I slid back under me sheet and pulled the canvas flap up a little way because the air was chilling off a bit. The goat kept at it down there, clacking and pigrooting. A coupla times it give out a bleat but it didn’t keep me awake long.
But I dreamt I come home here again. Walked in by the killing tree. Back from a long trek sore and hungry. And there was a goat hung up on the gambrel. And me mouth run with spit. I walked faster, to see how far the old man had got with it, wondered how long it might be till we got some meat on the grill. But when I come by close I saw it wasn’t even skun yet. And it was too big for a goat. Too thick for a roo even. There was blood strung out black from its toes and I saw they were me own feet there lifted off the dirt, me bare legs all bruised and dirty, me dick shrivelled small as a snail, and I looked up into that face and saw I was a beast with all the wildness bled out of him.
I don’t spose I’ll ever know if things coulda worked out different. But I been thinking about it, wondering if it was all my fault. Asking meself if everything mighta gone better if only I stayed keyed up that night and hadna gone off the boil.

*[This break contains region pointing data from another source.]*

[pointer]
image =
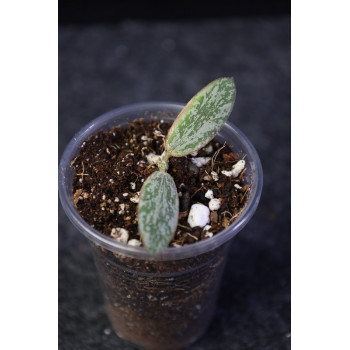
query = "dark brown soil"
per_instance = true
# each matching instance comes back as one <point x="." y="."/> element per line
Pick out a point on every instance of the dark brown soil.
<point x="112" y="166"/>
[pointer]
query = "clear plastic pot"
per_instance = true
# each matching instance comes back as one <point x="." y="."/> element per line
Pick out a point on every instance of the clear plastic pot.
<point x="165" y="302"/>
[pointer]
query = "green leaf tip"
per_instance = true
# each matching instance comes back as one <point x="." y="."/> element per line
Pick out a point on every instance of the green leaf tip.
<point x="158" y="211"/>
<point x="201" y="118"/>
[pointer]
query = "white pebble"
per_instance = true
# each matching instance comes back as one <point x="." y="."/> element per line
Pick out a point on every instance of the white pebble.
<point x="208" y="234"/>
<point x="152" y="158"/>
<point x="121" y="209"/>
<point x="214" y="175"/>
<point x="199" y="215"/>
<point x="208" y="149"/>
<point x="120" y="235"/>
<point x="214" y="204"/>
<point x="135" y="199"/>
<point x="209" y="194"/>
<point x="238" y="167"/>
<point x="200" y="161"/>
<point x="134" y="242"/>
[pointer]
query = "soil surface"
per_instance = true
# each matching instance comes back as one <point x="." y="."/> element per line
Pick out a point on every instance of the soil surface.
<point x="112" y="166"/>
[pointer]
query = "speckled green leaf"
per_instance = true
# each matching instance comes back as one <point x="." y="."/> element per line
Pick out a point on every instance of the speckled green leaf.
<point x="158" y="211"/>
<point x="201" y="118"/>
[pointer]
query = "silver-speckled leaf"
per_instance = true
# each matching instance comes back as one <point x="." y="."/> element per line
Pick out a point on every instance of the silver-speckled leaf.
<point x="201" y="118"/>
<point x="158" y="211"/>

I know I shoulda kept savage. Right from when I come back to the hut. Shoulda told Fintan to shut his cakehole the second he started up with his clean-freak carry-on. Just layed down the law then and there,
even if I had to shove a gun in his face again for his own sake. Because when I staggered back in from the north I already knew it was war we had. If we didn’t piss off straight away some serious shit would go down. And if anything needed cleaning first up it was the fucking rifle, not me. But by then I was so used to his gobbing and nagging. Used to giving in just to keep the peace. Now I can see there was no time to explain right then, no time to argue about what to make of all this news, no time to rest up and start fresh in the morning. It was then we shoulda gone.
Taking that bath was the first mistake. It took the edge off. Slowed me down. When I shoulda been getting sorted straight away, shoving Fintan inside, filling a pack for him and handing him his shotgun and shells I was letting the old bugger talk, leaving him to make everything feel normal. Because that was him. He could throw enough words at something to smother it. Like you toss a blanket on a fire. Oh if only I got him up and going. Then he could of crapped on all night, talking on the march. That was the thing but. He could talk the hardness out of you. What happened was I give in to being hungry, give in to feeling zombie tired. And if I’da stayed hard and kept smart I woulda got straight down to business, I know it. Seen to me kit. The waterjug. Backpack. The Browning. I woulda seen what was missing.
And yeah, then everything would of been different. All of it. We coulda hiked out north, fixed me horrible mistake and kept on up the lake. And give ourselves five more hours, maybe even twelve. Them hours, they woulda made all the difference. True, I wouldn’t be on the road today if things had gone down otherwise. But I wouldna spent yesterday burying people neither.
Still you can’t keep doing the coulda and the woulda and the shoulda. This isn’t about what didn’t happen. And if there’s one thing I know it’s this. Doesn’t matter how smart you are, or even how careful or lucky, there’s some mistakes you just keep making over and over. And they’re the ones that fuck you up and get people hurt.